In a press release this morning, Microsoft said it plans to use this acquisition as a means to greatly extend the capabilities of MSN Messenger. An announcement on the Teleo website said:
[…] Microsoft plans to incorporate and expand upon Teleo’s technologies, integrating them into the MSN services infrastructure, with plans to ultimately deliver new VoIP consumer applications in future releases of MSN services, such as MSN Messenger.
Teleo has been in beta since it launched earlier this year (that beta programme is now discontinued, according to the website). I tried it in February and it did look very attractive as an alternative to Skype at a time when Skype’s offering lacked much of what it now comprises.
Microsoft’s new tool is a bit different to that of Google who launched Google Talk last week. The difference is that while Google Talk enables you to connect to other users via your PC for free voice and text chatting, it doesn’t have real phone calling capability, ie, the ability to make and receive phone calls from regular phones such as you can with Skype and its SkypeIn and SkypeOut offerings.

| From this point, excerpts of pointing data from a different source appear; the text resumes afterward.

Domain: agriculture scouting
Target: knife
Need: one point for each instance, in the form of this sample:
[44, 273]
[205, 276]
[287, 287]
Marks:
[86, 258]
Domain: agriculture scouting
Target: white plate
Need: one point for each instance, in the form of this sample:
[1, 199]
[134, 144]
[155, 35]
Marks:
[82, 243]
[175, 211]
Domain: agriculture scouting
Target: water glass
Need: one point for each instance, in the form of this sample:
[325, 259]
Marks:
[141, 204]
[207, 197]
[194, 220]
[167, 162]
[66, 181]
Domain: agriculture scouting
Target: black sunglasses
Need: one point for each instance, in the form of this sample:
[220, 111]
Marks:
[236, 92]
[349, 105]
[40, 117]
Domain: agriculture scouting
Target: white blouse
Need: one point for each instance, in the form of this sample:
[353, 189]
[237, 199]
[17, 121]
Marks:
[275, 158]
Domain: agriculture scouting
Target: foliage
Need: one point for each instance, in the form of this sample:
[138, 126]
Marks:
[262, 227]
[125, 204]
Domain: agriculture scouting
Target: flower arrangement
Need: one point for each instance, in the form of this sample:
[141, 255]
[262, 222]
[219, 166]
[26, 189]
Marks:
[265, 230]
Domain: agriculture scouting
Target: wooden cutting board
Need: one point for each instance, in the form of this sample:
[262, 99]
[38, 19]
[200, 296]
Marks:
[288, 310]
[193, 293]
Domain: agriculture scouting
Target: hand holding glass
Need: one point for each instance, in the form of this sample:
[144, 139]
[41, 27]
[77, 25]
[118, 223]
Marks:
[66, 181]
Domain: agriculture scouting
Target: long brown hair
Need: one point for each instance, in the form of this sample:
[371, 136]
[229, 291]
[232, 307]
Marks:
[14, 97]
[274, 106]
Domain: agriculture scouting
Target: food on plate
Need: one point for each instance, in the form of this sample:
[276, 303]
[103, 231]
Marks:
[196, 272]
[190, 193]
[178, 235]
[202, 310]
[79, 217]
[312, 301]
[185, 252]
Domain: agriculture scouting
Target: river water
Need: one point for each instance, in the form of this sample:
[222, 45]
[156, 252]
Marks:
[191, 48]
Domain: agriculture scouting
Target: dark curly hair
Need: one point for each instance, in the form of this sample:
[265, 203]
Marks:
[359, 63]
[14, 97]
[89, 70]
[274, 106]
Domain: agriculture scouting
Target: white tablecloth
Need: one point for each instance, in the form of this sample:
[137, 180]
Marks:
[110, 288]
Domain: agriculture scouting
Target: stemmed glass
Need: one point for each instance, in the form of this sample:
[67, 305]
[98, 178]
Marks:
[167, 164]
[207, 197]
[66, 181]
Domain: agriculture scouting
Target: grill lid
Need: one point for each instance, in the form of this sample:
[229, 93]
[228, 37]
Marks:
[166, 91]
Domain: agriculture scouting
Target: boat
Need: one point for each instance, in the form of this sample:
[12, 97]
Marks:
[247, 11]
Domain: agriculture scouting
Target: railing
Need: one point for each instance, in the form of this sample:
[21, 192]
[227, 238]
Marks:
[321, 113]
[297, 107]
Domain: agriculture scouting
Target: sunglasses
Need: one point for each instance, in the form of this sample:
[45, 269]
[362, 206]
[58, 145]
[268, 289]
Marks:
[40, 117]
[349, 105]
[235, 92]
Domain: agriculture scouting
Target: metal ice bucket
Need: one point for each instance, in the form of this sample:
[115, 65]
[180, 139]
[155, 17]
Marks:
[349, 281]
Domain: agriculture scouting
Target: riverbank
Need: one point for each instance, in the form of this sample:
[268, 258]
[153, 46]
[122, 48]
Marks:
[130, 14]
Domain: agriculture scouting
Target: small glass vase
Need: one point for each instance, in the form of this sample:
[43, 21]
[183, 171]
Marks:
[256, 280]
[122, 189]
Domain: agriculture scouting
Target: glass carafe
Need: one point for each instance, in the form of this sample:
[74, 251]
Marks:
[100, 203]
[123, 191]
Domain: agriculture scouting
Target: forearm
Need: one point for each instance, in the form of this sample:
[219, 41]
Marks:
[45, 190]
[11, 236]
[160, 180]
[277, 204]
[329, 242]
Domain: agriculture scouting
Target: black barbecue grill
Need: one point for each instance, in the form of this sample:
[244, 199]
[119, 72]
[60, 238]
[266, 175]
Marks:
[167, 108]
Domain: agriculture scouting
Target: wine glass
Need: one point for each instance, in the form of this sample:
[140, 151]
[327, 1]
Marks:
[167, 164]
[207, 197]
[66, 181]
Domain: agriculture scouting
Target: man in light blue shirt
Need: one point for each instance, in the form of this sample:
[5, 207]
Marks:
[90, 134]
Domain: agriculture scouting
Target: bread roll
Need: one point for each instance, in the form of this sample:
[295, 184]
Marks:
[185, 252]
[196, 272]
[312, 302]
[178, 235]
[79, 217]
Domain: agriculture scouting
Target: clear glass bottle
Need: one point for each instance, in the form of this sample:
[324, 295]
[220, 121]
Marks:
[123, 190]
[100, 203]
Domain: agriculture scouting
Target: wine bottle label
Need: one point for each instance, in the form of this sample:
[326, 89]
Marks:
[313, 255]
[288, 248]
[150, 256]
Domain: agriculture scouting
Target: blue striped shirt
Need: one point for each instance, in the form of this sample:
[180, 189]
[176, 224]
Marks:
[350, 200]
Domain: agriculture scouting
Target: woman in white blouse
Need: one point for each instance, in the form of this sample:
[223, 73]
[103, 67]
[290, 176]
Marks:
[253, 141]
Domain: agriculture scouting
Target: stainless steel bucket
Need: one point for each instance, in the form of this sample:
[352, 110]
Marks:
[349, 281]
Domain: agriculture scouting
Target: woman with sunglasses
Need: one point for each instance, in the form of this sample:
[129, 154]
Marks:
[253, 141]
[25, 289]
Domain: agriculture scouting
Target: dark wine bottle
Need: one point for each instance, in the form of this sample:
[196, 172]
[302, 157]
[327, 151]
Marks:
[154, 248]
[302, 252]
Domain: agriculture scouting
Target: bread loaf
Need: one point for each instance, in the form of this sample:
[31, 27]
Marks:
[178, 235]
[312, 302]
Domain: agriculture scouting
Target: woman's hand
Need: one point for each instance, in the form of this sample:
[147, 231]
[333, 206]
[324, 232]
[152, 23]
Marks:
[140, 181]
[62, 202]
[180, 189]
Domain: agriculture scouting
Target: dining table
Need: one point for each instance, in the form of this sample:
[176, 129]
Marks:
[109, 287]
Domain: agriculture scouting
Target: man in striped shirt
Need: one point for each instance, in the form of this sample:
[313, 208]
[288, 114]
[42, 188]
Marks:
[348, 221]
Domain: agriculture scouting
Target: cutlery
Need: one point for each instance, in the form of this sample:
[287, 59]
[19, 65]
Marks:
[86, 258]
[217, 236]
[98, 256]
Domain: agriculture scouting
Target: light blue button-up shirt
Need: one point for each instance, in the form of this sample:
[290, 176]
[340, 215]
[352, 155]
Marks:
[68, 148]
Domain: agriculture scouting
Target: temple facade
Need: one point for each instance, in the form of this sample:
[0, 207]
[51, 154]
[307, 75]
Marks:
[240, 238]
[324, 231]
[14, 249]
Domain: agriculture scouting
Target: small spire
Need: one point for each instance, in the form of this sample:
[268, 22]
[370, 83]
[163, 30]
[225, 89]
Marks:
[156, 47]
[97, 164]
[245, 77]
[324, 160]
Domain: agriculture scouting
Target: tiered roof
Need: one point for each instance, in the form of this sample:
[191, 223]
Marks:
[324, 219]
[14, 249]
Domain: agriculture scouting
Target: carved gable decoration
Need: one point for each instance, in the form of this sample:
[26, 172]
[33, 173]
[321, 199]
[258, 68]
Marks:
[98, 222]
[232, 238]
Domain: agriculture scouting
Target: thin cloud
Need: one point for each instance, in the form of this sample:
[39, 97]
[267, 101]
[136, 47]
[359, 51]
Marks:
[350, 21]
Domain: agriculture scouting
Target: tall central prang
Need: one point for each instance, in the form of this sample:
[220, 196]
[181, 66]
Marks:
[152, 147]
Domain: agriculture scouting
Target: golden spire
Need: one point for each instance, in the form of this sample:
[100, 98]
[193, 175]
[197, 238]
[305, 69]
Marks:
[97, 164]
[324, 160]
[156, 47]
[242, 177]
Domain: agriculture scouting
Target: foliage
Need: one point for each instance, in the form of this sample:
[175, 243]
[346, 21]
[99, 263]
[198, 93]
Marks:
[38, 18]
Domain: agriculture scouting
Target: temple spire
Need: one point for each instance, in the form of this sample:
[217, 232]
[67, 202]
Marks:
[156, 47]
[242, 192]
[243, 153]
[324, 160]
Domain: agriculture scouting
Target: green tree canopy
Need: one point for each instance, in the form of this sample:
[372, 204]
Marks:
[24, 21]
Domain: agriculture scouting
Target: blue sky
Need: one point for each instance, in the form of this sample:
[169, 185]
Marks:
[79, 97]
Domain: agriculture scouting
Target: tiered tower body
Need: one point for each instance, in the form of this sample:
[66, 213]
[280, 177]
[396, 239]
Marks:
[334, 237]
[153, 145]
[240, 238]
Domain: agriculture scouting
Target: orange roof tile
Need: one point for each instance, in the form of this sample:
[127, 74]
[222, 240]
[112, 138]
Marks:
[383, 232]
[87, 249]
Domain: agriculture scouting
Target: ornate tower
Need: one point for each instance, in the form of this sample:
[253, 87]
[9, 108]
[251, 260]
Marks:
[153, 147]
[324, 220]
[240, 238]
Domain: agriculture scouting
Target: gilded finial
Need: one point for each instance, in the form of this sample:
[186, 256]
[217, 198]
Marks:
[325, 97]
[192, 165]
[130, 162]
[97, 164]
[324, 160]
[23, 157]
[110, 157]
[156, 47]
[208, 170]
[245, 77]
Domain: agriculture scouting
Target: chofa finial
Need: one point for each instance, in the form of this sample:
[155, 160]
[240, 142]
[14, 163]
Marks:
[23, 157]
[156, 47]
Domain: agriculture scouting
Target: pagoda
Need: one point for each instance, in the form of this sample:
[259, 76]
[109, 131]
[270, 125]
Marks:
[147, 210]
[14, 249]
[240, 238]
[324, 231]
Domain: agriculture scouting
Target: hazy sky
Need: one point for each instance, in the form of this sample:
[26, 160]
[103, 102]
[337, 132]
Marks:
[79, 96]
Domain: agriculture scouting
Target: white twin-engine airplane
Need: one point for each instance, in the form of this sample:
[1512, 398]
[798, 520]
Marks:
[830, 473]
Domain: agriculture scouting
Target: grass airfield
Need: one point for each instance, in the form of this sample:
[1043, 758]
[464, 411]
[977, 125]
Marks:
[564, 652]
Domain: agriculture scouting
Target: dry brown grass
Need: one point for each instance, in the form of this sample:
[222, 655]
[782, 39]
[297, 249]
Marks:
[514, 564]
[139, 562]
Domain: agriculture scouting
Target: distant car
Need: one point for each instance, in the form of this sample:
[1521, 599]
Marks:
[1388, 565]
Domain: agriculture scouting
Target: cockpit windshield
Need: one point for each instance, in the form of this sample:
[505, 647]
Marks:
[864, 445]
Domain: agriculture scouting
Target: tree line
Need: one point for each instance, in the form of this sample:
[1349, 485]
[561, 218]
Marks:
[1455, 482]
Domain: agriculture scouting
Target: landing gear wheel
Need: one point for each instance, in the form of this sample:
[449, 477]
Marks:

Teleo, on the other hand, has many similarities to Skype including that phone-calling capability.
That gives a pretty clear idea on what Microsoft is thinking as CNET News’ story indicates:
[…] Microsoft has its eyes set on something more like Net phone company Skype’s service, however. A key part of Teleo’s technology is focused on making calls from a computer to an ordinary telephone, a feature that company executives said would start finding its way into MSN Messenger before the end of 2005.
What’s next? What about Gizmo which I experimented with last month? Maybe Yahoo will come knocking on that door.